To Richard Mealand [Letter 304]

Item Reference Code: 144_MDx_014_001

Date(s) of creation

July 31, 1947


Richard Mealand


[Page 1]
July 31, 1947 

Dear Dick: 

Thank you very much for your letter about ANTHEM—and please forgive me for my delay in answering it. As a novelist, you will understand me, because I am deep in work on my new novel and this is the first chance I’ve had to come up for air and letters.

I am looking forward most eagerly to reading LET ME DO THE TALKING. John Mock had a synopsis of it and paid you very high compliments about it. But I did not want to read the synopsis—as an ex-reader, I don’t believe in them—so I am waiting to buy and read the book itself when it comes out. If you had such a thought, please don’t send me a copy of it, I don’t believe that authors should give copies away. I believe in buying books, because I firmly believe in the profit motive for authors as well as everyone else. 

The theme of your new novel, as you mentioned it in your letter, sounds very interesting indeed. I hope it is progressing to your satisfaction. 

As for me, I am simply in love with my new novel. It is much better than I thought it would be, and writing it is difficult, but wonderful.
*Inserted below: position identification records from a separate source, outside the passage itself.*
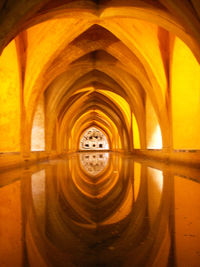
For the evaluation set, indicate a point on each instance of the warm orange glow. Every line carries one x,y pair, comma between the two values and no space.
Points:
154,137
9,100
185,98
136,134
137,179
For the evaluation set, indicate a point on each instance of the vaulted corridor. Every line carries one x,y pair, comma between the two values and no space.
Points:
119,80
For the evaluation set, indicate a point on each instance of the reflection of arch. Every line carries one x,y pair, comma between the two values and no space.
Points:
93,139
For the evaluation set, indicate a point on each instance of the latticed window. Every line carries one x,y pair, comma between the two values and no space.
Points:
93,139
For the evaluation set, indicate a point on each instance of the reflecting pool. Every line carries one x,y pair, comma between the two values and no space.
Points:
100,209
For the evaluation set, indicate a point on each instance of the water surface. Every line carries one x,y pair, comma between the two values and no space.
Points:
100,209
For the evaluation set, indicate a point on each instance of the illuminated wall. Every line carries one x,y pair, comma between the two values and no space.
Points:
153,133
38,131
9,100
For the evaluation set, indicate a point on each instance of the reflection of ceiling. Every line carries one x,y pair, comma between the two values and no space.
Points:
93,163
76,215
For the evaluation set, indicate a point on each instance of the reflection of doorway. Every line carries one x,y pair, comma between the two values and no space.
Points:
93,139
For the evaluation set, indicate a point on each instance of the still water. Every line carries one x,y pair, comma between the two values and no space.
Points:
100,209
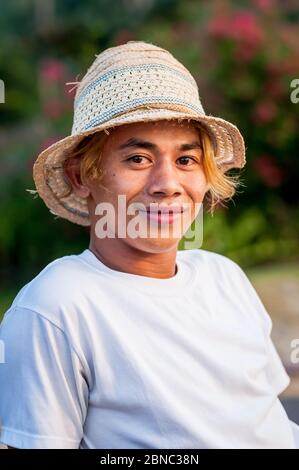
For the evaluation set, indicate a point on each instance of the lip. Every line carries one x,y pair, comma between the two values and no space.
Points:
163,215
165,210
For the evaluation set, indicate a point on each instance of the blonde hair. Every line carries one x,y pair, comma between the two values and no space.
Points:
222,187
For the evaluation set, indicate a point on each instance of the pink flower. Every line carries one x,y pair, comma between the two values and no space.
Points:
242,27
268,170
264,4
246,28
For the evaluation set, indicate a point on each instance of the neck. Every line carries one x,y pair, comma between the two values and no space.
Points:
120,256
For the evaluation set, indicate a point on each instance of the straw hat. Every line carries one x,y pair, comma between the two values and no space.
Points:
133,82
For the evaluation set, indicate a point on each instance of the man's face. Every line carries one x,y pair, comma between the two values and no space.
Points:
151,165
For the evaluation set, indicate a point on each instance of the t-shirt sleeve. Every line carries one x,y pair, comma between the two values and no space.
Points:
43,390
275,370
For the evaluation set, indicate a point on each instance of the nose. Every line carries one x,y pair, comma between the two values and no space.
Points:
164,180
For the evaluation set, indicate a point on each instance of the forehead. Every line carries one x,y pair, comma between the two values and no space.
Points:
155,131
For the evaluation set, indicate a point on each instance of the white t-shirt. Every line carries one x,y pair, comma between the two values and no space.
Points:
98,358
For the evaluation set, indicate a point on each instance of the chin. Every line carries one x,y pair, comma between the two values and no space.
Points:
157,245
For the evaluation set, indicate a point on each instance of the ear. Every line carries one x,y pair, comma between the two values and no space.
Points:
72,172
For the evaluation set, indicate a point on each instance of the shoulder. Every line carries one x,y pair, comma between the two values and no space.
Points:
55,288
210,260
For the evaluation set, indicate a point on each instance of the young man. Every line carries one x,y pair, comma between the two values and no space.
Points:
132,343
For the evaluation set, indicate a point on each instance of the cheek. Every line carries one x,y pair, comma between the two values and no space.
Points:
196,185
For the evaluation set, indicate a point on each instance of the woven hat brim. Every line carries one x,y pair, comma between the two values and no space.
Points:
51,184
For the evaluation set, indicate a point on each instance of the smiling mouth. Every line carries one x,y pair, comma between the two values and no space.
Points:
163,216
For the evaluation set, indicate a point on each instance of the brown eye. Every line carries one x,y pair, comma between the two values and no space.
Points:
136,158
186,159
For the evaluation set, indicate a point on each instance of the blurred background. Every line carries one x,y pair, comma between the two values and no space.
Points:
244,56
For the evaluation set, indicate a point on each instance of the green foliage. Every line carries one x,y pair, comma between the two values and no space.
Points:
243,56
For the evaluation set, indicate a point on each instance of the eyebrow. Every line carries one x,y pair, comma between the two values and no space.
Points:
133,142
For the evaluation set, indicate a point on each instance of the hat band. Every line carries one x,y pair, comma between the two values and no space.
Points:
119,73
160,102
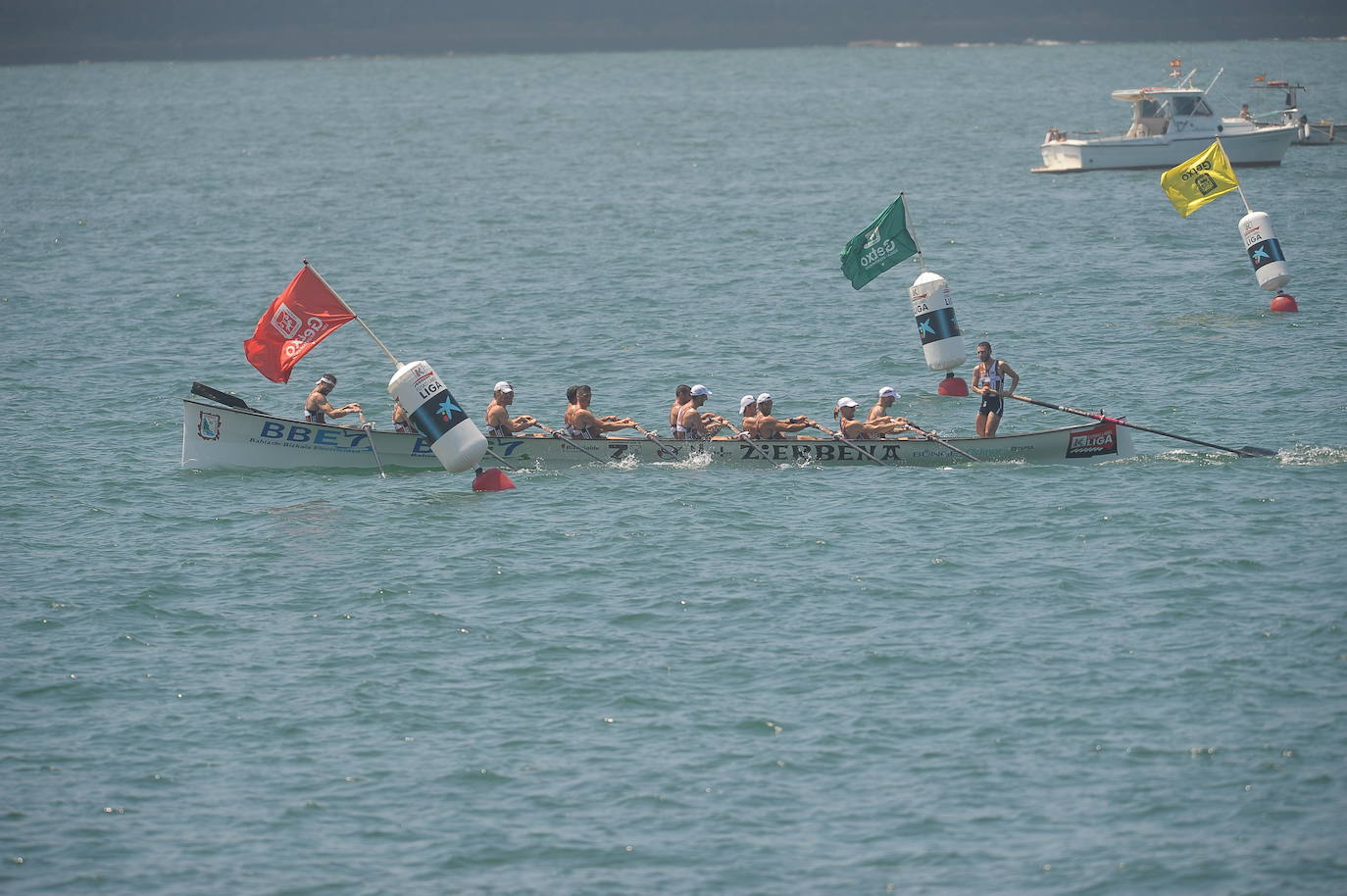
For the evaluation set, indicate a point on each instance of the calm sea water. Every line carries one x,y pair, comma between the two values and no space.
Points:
667,679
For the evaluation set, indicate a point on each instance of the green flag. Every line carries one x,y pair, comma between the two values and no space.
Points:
878,247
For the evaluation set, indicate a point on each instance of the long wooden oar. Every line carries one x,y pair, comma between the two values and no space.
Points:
838,435
936,438
370,435
554,432
1249,450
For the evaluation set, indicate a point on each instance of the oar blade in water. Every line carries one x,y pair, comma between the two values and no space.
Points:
492,479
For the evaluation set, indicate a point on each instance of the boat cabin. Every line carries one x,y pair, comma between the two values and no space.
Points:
1155,111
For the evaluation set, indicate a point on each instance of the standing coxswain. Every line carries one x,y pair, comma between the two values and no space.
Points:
989,381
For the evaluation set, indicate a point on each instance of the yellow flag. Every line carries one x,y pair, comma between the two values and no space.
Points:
1200,179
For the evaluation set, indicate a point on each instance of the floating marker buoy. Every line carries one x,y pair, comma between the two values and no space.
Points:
492,479
942,341
1264,251
951,384
438,417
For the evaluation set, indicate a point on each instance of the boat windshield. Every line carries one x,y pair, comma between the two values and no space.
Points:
1191,105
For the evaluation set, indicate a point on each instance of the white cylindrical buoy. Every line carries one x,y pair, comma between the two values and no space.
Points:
936,327
438,417
1264,251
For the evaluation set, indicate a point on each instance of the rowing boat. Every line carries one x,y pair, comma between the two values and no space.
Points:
220,437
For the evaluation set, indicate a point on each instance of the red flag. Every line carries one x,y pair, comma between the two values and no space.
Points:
301,317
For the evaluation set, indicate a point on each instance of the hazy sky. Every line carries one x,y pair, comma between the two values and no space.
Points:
73,29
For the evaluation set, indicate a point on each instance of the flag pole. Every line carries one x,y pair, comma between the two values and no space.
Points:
907,217
1248,211
396,363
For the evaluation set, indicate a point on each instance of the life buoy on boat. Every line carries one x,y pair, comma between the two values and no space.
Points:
942,341
1264,251
440,421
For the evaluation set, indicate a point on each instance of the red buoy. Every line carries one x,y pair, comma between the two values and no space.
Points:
492,479
953,384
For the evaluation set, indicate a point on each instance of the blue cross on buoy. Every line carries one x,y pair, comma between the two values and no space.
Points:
447,407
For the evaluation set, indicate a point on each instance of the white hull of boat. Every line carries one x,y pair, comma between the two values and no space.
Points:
1261,147
1322,135
216,437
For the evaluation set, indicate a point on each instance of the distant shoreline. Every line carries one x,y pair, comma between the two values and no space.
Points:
90,53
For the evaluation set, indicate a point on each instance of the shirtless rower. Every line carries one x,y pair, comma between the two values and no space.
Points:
402,420
854,428
879,413
583,424
499,421
748,416
771,427
989,381
318,409
681,395
692,423
888,395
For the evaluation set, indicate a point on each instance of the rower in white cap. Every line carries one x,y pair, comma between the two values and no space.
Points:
879,413
585,424
770,427
854,428
748,416
692,423
318,409
499,422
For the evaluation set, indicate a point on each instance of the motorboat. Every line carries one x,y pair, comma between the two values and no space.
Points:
1308,133
1170,124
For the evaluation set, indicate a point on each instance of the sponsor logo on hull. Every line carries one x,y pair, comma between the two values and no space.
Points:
1093,442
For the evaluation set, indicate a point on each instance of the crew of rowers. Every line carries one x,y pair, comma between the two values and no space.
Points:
687,420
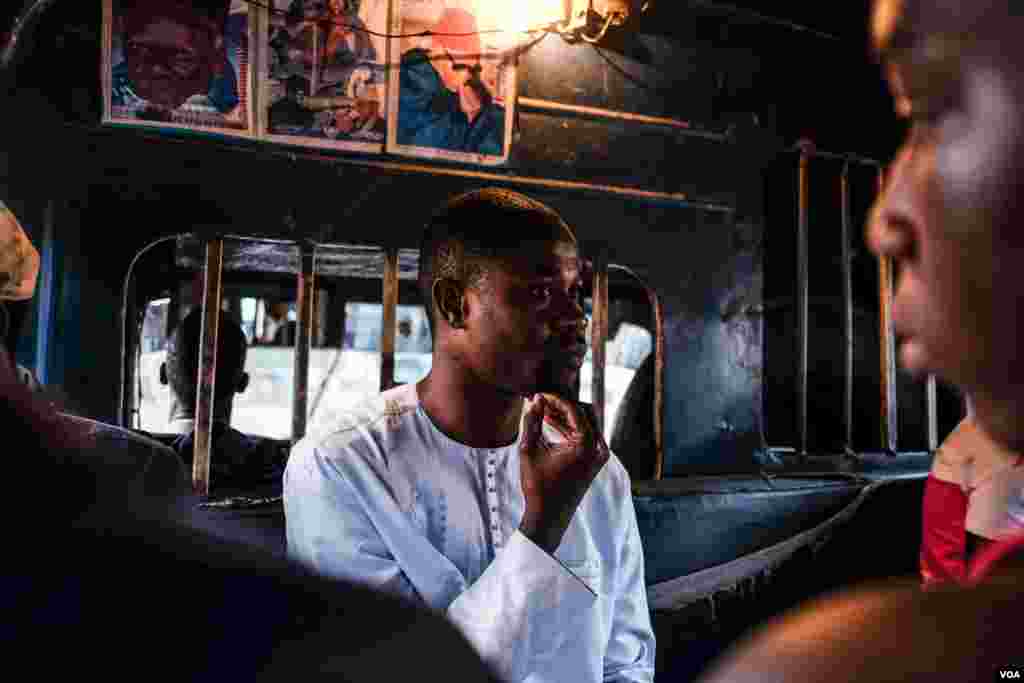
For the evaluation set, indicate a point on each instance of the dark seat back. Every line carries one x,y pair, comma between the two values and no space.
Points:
132,464
633,432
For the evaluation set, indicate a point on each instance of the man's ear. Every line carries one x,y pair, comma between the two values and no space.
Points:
449,299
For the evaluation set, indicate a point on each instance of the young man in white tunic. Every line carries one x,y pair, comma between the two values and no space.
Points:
471,492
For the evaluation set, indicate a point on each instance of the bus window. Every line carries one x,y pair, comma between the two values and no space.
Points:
339,379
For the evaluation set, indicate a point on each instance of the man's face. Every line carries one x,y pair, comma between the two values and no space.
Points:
525,328
169,61
951,213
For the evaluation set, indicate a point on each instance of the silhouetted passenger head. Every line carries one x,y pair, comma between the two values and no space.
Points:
180,370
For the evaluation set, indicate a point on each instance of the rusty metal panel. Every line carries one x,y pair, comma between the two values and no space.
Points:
307,292
390,307
599,334
207,367
888,345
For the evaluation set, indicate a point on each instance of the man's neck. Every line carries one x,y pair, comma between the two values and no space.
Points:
467,410
180,414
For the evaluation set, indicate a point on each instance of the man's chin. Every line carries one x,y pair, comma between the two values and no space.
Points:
913,358
563,385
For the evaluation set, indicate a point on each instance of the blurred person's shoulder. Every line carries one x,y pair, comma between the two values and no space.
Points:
890,632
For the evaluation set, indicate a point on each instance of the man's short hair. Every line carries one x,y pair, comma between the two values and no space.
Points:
182,355
471,229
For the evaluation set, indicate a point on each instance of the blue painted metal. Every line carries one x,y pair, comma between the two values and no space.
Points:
45,296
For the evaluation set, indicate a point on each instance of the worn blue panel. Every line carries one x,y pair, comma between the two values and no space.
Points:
717,520
714,351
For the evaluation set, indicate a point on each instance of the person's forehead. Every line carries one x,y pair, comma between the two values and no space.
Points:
900,27
542,259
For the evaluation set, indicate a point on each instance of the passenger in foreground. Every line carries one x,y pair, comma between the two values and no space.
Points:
974,498
445,493
952,218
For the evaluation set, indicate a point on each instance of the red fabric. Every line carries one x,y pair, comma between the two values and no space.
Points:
943,545
994,554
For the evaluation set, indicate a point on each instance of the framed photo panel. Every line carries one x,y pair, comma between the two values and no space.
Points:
453,90
324,73
178,63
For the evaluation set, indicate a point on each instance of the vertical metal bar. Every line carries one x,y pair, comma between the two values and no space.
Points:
803,276
44,295
847,310
599,334
931,403
300,387
655,304
888,347
314,75
207,366
390,308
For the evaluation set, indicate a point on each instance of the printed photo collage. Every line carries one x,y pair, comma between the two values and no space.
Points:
421,78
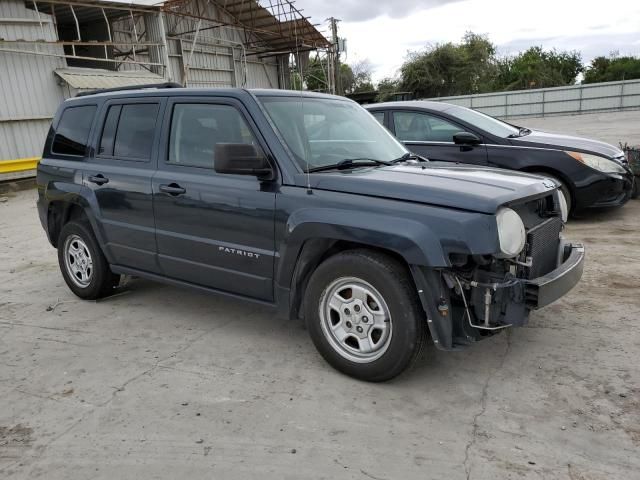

I do not know yet when I will have it finished. I hope to get an extension of my free time from Hal Wallis in order to finish it, as I have no desire to go back to screen work now. 

In your comment on ANTHEM you said it should have been a poem. Well, that is exactly what it is. When I see you, I would like to have a little political argument in regard to your statement that individualism can be good or bad according to “whether the reaction it starts is directed toward health or destruction of the mass in which it operates.” 

[Page 2]

Individualism, which means a way of life based on inalienable individual rights, cannot be anything except good. Any other way whatever is destruction. But a statement such as yours is a statement of collectivism, because it implies that the “health of the mass” is the standard by which the rights of the individual are to be gauged. Actually, individualism is the only principle which benefits both the individual and the rest of society—but it is not the “social good” that is the standard and justification, it is the right of the individual to live his own life for his own sake—which means, neither sacrificing others to himself nor sacrificing himself to others. 

When you have the time, let me hear from you and let me know how your new novel is coming along.